Gerade weil seit der Beschäftigung des Autors mit Unternehmensführung oftmals das Gefühl entstand, Manager „machen sowieso, was sie wollten“ und ließen es dann vom Controlling „schön rechnen“, ist die Frage, inwieweit Manager von Controllern beeinflussbar sind und welche Art von Controlling dafür am besten geeignet sein könnte, besonders interessant. Dies wird in der vorliegenden Diplomarbeit erörtert.
1.2. Ziele
Das Ziel der vorliegenden Diplomarbeit ist zu zeigen, welche Auswirkungen die (mögliche) Determiniertheit der Entscheidungen (durch Genom und Umfeld) von Managern auf das Controlling hat.

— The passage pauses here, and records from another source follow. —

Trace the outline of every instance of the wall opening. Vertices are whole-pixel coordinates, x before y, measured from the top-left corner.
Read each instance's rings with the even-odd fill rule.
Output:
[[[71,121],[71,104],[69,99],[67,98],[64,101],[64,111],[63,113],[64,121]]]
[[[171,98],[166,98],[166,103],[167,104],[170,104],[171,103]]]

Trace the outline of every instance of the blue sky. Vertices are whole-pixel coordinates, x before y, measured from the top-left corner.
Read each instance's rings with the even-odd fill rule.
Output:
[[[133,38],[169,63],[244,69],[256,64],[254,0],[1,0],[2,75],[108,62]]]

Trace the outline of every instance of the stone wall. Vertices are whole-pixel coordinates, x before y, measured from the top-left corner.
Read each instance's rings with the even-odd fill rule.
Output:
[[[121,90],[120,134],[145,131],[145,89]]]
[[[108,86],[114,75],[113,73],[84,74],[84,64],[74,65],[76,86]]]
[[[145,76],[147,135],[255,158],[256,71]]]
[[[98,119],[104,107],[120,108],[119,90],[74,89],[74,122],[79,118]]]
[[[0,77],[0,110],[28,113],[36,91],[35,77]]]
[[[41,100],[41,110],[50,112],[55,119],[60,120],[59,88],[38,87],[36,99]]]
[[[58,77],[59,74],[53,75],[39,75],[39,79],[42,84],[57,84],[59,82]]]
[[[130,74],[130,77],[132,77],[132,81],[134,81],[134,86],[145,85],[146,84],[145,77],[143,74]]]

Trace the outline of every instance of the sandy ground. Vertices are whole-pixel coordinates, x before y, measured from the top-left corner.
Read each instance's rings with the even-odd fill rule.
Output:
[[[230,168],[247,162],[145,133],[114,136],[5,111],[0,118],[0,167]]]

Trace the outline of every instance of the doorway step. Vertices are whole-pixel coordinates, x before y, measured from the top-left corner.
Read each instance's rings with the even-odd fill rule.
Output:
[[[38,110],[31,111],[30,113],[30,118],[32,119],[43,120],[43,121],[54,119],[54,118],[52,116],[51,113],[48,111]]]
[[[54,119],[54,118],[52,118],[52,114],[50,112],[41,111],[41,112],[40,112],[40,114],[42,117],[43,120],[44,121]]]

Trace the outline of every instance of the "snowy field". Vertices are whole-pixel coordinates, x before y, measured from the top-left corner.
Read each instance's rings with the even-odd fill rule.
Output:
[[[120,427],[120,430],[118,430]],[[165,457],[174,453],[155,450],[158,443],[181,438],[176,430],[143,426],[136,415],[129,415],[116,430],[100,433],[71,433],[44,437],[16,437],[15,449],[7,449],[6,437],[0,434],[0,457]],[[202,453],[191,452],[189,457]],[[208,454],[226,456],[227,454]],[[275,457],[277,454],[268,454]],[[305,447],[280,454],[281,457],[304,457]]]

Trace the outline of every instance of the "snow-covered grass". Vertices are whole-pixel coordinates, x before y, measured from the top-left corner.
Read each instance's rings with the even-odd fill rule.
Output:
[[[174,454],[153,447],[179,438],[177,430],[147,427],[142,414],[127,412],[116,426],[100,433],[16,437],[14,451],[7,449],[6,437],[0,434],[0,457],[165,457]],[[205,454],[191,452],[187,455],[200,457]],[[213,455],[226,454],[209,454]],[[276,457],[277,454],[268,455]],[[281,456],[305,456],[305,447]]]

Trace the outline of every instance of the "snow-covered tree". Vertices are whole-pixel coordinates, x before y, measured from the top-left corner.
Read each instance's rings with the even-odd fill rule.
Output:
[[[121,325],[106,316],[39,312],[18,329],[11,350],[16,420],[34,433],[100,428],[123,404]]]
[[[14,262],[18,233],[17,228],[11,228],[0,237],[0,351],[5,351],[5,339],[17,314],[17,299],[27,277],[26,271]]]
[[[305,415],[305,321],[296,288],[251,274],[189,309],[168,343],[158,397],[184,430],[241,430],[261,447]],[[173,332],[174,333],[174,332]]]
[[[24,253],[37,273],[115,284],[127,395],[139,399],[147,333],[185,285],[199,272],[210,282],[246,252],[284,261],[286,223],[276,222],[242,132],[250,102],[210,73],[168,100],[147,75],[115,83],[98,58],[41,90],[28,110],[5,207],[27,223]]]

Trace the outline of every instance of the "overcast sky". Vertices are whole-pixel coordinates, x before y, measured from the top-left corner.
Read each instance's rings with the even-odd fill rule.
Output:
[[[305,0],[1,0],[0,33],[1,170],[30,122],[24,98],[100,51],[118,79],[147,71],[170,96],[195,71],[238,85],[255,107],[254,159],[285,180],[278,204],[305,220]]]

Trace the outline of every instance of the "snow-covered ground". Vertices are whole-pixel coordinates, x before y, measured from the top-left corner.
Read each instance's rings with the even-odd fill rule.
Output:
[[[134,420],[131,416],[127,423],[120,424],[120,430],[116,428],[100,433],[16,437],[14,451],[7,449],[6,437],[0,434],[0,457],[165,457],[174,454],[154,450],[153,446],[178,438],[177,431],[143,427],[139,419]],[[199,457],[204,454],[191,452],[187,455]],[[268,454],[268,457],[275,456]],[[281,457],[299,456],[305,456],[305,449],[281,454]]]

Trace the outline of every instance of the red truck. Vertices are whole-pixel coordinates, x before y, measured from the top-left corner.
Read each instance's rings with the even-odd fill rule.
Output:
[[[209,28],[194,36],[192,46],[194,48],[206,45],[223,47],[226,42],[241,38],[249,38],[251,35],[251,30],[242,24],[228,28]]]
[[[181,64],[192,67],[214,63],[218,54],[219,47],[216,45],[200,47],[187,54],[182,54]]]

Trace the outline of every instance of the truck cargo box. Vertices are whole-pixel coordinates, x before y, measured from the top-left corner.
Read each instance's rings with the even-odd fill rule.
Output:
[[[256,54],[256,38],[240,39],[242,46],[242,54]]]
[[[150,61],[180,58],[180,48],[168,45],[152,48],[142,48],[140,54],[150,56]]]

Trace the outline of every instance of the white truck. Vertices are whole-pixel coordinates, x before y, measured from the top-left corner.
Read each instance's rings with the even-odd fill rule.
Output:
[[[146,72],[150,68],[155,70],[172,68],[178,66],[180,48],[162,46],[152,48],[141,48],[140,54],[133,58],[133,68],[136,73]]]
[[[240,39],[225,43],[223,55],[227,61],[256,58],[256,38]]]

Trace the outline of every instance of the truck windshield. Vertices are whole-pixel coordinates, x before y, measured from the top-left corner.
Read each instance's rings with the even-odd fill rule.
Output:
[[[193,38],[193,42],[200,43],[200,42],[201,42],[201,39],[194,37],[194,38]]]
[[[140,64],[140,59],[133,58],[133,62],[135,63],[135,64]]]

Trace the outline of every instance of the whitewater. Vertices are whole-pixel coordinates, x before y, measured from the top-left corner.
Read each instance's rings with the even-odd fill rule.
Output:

Es soll geklärt werden, welchen Sinn ein Controlling bei Determiniertheit der Entscheidungen hätte und wie es dazu angepasst werden könnte.
Erstes Nebenziel ist es, einen Überblick über die gängigsten Controlling-Konzeptionen in der Theorie zu erlangen. Das zweite Nebenziel umfasst das eingehende Verständnis des Mediziner- und Forscherstreits hinsichtlich des (In-)Determinismus von Willensentscheidungen und dessen philosophischen Hintergrund mit seinen Auswirkungen.
Kein Ziel ist es, ein Urteil darüber abzugeben, ob Menschen einen freien Willen besitzen oder nicht. Diese Frage bleibt der Medizin, der Psychologie und der Philosophie überlassen.
1.3. Aufbau der Arbeit
Die vorliegende Diplomarbeit gliedert sich in fünf Bereiche. Im ersten Teil werden nach einer kurzen Einleitung wissenschaftstheoretische Grundlagen (1.4.) der Diplomarbeit erklärt.
Hierauf wird Grundsätzliches zu Management und Controlling (2.) untersucht. Dabei wird zuerst auf eine Definition der beiden Begriffe (2.1.) Wert gelegt und in einem zweiten Schritt werden die verschiedenen Controlling-Konzeptionen (2.2.) untersucht. Schlussendlich wird ein vorläufiges Fazit (2.3.) bezüglich dieser beiden Funktionen im Unternehmen gezogen und so deren Anwendung innerhalb der folgenden Kapitel festgelegt.
Im dritten Teil wird ein Überblick über Streitfragen bezüglich Determinismus (3.1.), Indeterminismus (3.2.) und Zwischenpositionen (3.3.) gegeben. Die beiden ersten Unterkapitel weisen eine ähnliche Struktur auf; sie erklären den Prozess der Entscheidungsfindung, jeweils aus deterministischer und indeterministischer Sichtweise. Eine vorläufige Conclusio (3.4.) fasst die Ergebnisse zusammen und wirft Implikationen für weitere Kapitel auf. Die grundsätzliche Frage, ob der Mensch einen freien Willen besitzt, soll bewusst nicht beantwortet werden, da diese Frage sowohl aus philosophischer als auch medizinischer Sicht (noch) nicht eindeutig geklärt werden konnte.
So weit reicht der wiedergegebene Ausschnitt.